Hello fellow spineys,
My husband and I have been planning my daughters sweet 16 party for the last few months. Her birthday is Dec. 29 and she has never had a real party (besides her family)because most families are away for the holidays. We are going for the Hollywood theme so we spent most of Sunday afternoon on the dining room floor cutting out cardboard silloutes to be painted black. We also are making stars and a huge Hollywood sign that will glow in the dark when the lights are off.
My husband and daughter kept telling me that I needed to sit and rest and let them take care of the cutting. Well, of course I didn't listen because everything has to be perfect in my world, so I spent a good part of the afternoon on my hands and knees. Because of my stubornness, I spent all day yesterday in bed in horrible pain. I feel a little better today but will really have to take it easy for Turkey day. My husband hit the roof because I could barely walk and I hate it when he gets on his told you so speal that goes on for hours. He said it was a really stupid thing to do while trying to get off the meds and turkey day coming.
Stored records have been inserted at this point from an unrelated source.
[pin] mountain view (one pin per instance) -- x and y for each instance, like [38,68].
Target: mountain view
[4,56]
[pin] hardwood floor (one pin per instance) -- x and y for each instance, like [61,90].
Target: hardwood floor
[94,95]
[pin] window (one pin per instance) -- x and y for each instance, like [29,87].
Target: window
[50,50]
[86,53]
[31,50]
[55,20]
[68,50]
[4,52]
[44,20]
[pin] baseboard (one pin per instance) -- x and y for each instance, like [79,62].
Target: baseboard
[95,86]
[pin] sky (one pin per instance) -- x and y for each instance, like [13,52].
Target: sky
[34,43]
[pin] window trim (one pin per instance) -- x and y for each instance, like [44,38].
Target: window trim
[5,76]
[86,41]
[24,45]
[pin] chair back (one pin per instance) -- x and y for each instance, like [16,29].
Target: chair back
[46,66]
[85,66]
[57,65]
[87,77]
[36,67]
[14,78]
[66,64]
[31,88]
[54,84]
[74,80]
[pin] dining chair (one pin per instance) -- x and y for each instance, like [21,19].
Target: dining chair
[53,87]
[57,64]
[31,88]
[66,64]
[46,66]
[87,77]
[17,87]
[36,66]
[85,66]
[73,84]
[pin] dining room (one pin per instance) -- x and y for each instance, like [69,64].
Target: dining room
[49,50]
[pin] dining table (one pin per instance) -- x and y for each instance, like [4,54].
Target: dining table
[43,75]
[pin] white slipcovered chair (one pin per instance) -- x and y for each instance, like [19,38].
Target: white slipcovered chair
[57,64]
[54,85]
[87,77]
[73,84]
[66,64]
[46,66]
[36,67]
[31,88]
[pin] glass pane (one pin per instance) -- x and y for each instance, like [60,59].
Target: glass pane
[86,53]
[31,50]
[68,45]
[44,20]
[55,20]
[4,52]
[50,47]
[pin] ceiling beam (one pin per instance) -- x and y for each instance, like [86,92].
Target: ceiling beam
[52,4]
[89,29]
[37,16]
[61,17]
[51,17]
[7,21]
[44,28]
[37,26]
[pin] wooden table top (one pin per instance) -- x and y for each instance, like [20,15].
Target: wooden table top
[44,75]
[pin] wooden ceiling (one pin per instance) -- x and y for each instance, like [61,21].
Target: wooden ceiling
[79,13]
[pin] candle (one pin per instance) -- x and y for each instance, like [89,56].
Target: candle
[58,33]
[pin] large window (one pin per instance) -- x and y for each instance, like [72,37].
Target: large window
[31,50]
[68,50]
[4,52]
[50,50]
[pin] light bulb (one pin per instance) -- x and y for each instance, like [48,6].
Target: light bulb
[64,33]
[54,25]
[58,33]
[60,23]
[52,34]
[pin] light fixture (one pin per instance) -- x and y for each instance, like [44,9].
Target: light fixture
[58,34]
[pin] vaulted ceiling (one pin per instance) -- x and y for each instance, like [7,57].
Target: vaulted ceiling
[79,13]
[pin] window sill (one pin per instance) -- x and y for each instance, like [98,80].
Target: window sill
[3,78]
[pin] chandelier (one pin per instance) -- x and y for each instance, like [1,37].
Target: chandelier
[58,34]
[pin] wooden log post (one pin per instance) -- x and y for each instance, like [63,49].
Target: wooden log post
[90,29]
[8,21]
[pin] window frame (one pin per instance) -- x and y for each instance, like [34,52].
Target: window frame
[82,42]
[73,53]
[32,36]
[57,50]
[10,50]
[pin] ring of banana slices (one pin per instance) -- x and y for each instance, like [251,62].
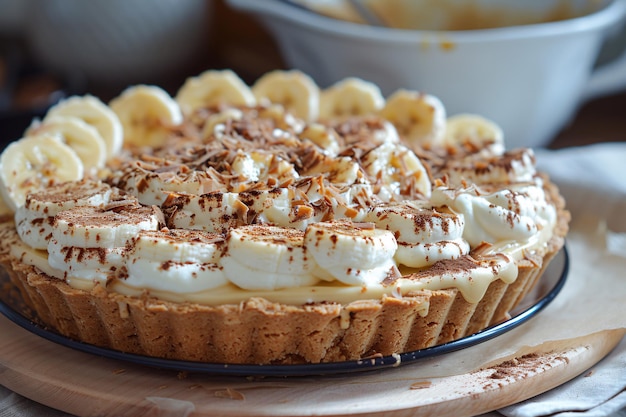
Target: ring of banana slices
[271,187]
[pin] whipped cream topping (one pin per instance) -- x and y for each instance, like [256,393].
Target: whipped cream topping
[252,203]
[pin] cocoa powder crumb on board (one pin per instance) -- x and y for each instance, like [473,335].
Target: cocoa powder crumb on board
[229,393]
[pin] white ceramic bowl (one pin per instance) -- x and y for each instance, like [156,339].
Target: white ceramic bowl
[529,79]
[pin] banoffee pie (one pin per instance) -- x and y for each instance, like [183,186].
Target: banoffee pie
[276,223]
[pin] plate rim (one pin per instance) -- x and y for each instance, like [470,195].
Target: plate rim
[325,368]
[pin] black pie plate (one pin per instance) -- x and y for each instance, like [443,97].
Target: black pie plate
[548,288]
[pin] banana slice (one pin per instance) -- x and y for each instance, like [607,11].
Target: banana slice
[351,253]
[147,114]
[83,138]
[294,90]
[517,165]
[95,113]
[214,212]
[212,88]
[92,227]
[33,163]
[420,118]
[350,97]
[84,264]
[424,235]
[35,218]
[398,171]
[179,261]
[261,257]
[474,133]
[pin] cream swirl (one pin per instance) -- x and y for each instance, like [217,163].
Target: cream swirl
[499,216]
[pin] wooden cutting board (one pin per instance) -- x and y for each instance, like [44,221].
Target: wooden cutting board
[89,385]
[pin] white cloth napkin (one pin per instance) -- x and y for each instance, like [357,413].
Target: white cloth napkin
[592,180]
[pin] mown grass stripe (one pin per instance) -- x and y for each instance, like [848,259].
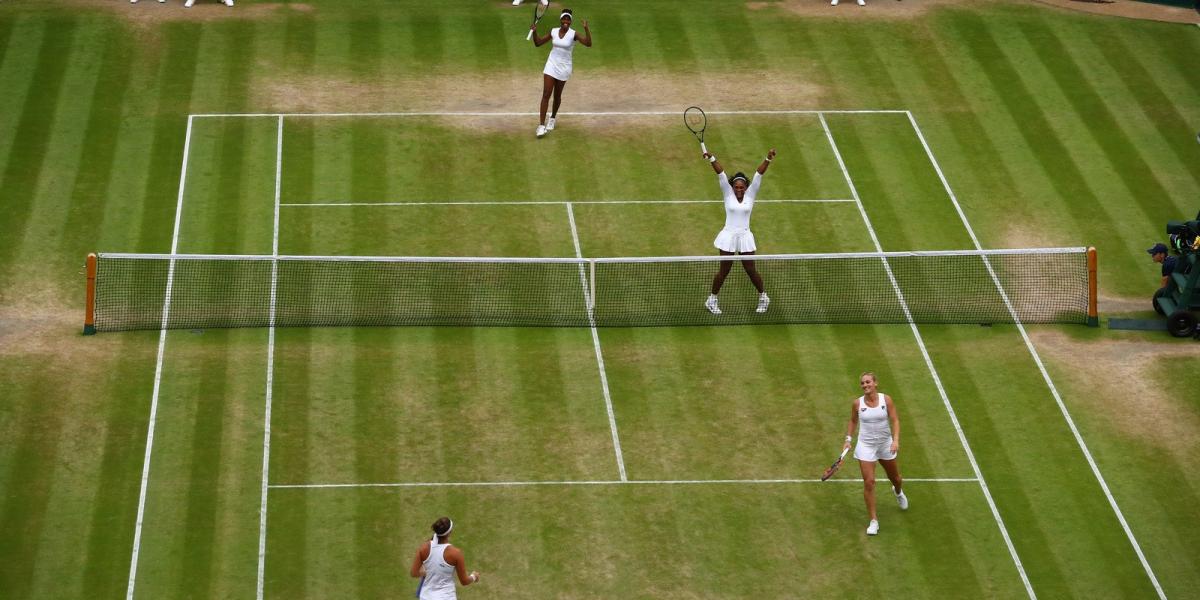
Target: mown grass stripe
[108,534]
[31,141]
[1127,162]
[175,87]
[1054,159]
[97,150]
[1161,108]
[31,471]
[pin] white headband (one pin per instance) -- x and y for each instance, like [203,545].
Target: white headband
[436,535]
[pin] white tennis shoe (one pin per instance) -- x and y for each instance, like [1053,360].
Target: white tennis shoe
[762,304]
[711,304]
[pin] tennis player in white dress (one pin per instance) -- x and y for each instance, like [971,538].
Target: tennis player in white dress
[739,195]
[437,563]
[558,65]
[879,441]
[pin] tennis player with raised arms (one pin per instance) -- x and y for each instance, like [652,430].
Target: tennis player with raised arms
[879,441]
[739,195]
[437,563]
[558,65]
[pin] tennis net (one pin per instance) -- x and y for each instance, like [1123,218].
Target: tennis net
[208,291]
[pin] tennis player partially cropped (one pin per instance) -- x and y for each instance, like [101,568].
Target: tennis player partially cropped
[559,65]
[437,563]
[879,441]
[736,238]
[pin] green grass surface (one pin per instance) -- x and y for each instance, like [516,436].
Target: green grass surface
[1053,129]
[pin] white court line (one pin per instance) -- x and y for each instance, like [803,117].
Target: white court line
[467,203]
[606,483]
[270,364]
[595,343]
[627,113]
[1037,359]
[157,370]
[929,363]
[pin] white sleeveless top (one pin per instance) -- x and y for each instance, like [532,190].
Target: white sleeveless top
[438,575]
[563,47]
[874,426]
[737,214]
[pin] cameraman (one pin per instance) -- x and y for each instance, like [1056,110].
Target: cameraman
[1158,252]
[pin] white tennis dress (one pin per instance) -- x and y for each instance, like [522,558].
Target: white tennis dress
[874,431]
[438,575]
[558,64]
[736,235]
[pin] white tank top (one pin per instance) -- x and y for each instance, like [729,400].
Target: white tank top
[874,426]
[737,214]
[563,46]
[438,575]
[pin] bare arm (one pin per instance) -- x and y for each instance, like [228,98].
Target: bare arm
[454,556]
[766,162]
[715,163]
[852,425]
[418,569]
[894,417]
[587,35]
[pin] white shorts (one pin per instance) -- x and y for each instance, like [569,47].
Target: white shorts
[739,241]
[871,453]
[557,70]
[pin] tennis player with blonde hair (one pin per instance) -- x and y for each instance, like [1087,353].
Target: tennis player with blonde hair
[879,441]
[437,563]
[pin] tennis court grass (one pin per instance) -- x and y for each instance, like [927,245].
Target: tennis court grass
[1050,129]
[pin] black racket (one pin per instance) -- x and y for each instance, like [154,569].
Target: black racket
[833,468]
[539,11]
[694,118]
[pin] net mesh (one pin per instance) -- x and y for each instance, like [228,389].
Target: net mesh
[1041,286]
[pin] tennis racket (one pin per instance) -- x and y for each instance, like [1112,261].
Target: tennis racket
[694,118]
[833,468]
[539,11]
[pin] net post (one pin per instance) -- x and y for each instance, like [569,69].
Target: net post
[1092,313]
[592,285]
[89,316]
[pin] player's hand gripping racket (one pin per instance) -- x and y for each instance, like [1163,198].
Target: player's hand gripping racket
[833,468]
[539,11]
[694,118]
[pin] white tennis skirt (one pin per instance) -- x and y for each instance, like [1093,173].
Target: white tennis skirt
[557,70]
[871,453]
[739,240]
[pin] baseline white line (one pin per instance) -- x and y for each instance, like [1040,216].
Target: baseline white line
[605,483]
[467,203]
[1037,360]
[595,343]
[270,365]
[619,113]
[157,370]
[929,363]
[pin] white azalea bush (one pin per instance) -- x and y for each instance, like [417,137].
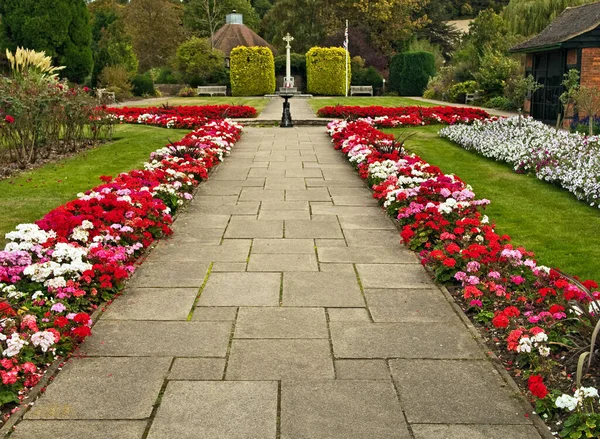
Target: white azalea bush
[569,160]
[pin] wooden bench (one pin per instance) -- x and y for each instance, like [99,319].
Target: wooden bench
[472,97]
[212,90]
[361,89]
[105,97]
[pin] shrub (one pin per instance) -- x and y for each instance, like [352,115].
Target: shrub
[326,72]
[252,71]
[186,92]
[116,80]
[457,92]
[411,71]
[143,86]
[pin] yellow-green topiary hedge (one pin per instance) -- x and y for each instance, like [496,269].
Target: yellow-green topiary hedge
[326,72]
[252,71]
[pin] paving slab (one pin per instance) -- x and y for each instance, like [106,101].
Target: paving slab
[465,392]
[197,369]
[241,289]
[279,360]
[103,388]
[362,370]
[169,274]
[244,227]
[283,246]
[372,238]
[367,255]
[321,289]
[158,339]
[215,314]
[406,305]
[403,340]
[152,304]
[78,429]
[313,229]
[216,410]
[425,431]
[283,262]
[394,276]
[341,409]
[348,315]
[279,322]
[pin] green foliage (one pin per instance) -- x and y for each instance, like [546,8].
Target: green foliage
[530,17]
[252,71]
[116,80]
[457,92]
[143,85]
[417,69]
[58,27]
[326,71]
[496,69]
[197,62]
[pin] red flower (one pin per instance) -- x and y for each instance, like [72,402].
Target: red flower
[500,320]
[537,387]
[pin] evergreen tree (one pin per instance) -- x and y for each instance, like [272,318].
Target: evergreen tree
[60,28]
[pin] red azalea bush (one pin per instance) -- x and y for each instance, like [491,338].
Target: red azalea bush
[538,317]
[131,114]
[395,116]
[54,273]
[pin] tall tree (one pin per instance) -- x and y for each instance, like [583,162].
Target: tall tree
[60,28]
[111,45]
[156,30]
[205,17]
[529,17]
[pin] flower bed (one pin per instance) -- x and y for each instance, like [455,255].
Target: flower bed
[397,116]
[571,161]
[131,114]
[539,319]
[54,273]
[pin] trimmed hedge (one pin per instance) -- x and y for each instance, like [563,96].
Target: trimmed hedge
[325,71]
[410,72]
[252,71]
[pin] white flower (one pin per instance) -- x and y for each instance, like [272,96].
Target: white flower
[566,402]
[43,340]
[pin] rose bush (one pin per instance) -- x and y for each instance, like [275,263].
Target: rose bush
[534,313]
[56,272]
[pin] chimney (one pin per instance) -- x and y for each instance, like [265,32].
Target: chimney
[234,18]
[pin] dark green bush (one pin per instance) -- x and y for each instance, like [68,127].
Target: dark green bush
[417,69]
[143,85]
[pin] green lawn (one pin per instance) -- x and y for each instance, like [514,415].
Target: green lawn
[259,103]
[365,101]
[562,231]
[29,196]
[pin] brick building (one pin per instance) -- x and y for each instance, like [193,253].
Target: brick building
[572,41]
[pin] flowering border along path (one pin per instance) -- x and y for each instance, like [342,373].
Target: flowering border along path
[182,116]
[570,160]
[538,319]
[55,272]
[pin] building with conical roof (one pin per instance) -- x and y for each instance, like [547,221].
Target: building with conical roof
[235,33]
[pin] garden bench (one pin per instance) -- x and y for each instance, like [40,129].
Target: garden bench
[212,90]
[361,89]
[472,97]
[105,97]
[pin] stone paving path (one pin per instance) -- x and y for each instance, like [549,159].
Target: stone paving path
[282,307]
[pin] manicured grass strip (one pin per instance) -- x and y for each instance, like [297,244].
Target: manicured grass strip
[258,103]
[29,196]
[366,101]
[562,231]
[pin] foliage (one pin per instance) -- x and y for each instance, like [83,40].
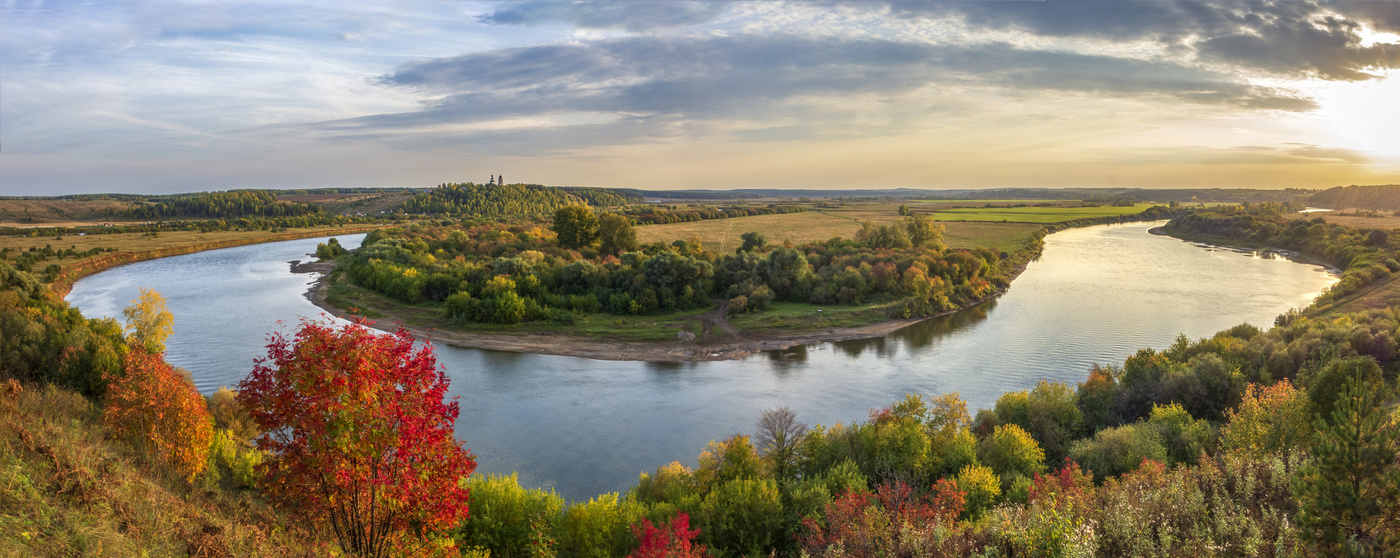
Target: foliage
[1183,437]
[331,249]
[42,339]
[507,519]
[1049,413]
[359,437]
[153,406]
[70,487]
[1347,492]
[980,490]
[1270,420]
[616,235]
[1116,451]
[230,416]
[777,439]
[668,540]
[895,520]
[510,200]
[599,527]
[1011,452]
[576,227]
[563,274]
[147,322]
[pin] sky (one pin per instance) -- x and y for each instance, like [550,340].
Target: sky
[195,95]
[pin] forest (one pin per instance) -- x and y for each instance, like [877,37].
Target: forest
[591,263]
[494,202]
[1248,442]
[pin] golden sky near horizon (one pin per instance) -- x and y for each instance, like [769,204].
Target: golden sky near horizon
[184,95]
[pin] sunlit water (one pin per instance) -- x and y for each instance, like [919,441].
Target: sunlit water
[587,427]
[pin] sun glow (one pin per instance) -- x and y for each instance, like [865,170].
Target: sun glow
[1364,115]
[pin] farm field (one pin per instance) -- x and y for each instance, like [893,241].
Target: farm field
[133,246]
[723,235]
[1036,214]
[58,213]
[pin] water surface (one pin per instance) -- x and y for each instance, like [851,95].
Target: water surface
[587,427]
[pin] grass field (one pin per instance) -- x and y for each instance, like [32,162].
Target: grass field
[136,246]
[1036,214]
[368,304]
[723,235]
[58,213]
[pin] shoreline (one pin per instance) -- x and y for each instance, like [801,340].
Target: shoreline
[76,272]
[1285,253]
[661,351]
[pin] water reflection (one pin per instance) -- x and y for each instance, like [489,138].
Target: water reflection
[587,427]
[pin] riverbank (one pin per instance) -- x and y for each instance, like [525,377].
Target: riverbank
[1243,246]
[135,246]
[738,344]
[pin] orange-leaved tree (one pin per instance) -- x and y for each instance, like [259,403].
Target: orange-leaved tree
[153,404]
[360,438]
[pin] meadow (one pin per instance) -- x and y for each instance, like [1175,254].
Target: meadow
[116,249]
[1038,214]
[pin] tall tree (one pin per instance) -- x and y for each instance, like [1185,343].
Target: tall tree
[777,438]
[1348,491]
[360,438]
[616,234]
[147,320]
[576,225]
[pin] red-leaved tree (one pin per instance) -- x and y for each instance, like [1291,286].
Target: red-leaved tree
[151,404]
[675,540]
[360,438]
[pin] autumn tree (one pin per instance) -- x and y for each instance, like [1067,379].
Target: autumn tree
[360,438]
[662,540]
[147,322]
[153,406]
[576,225]
[779,435]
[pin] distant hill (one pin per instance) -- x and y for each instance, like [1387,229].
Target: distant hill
[510,200]
[1368,197]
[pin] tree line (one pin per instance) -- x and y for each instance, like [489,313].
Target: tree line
[496,202]
[587,265]
[1362,255]
[217,204]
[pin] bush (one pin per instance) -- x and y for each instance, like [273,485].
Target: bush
[506,519]
[1117,451]
[154,407]
[980,490]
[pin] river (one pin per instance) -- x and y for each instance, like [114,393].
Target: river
[585,427]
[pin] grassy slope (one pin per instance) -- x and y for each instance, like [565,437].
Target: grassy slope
[136,246]
[1036,214]
[69,490]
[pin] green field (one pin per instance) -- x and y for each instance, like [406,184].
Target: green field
[723,235]
[1036,214]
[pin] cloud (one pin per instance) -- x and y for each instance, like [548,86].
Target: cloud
[626,14]
[1290,38]
[1285,154]
[765,79]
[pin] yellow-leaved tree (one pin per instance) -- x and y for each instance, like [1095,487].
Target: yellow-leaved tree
[147,322]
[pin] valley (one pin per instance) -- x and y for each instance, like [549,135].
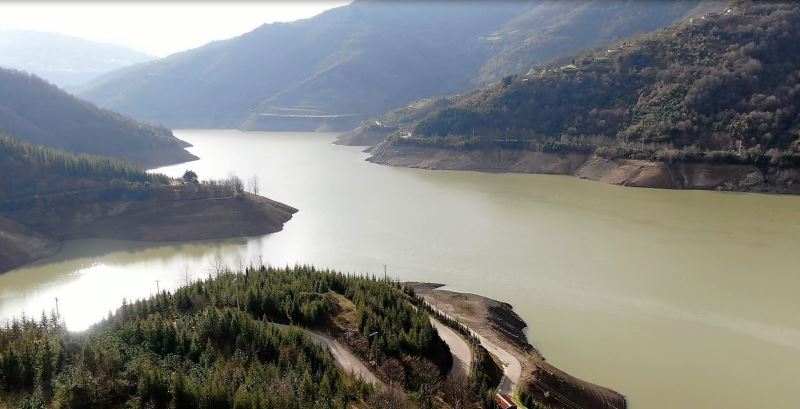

He said he's just so tired of me not listening to the him and the docs.
I'm not stupid, I know I have limits, they tell me all the time!!! Don't do this, you can't do that, you shouldn't do that!! All my docs keep telling me that I'm doing to much and I need to slow down and rest. If I slow down anymore I'll be dead!!!I don't do anything crazy like running or ice skating or anything of that nature. It's more like going shopping or baking in the kitchen for 2 hrs straight. Or spending Sunday afternoon on the floor cutting cardboard figures out!!! LOL
I know I don't listen to what they tell me but I just get board out of my skull. I knew that I would be out for days because of Sunday but sometimes you have to do it to know your still alive(pain)I'm alive alright. My husband and daughter have ganged up on me and I'm getting the silent treatment. Every time I get up to do something(extremely slow because of the pain) I get the sighs,head shake, and the I told you so's. My hubby keeps telling me that If I don't stop, I will be in the wheelchair sooner than they expected. Maybe someday I'll listen but not today. I'm too young to just sit around and let life pass me by!!!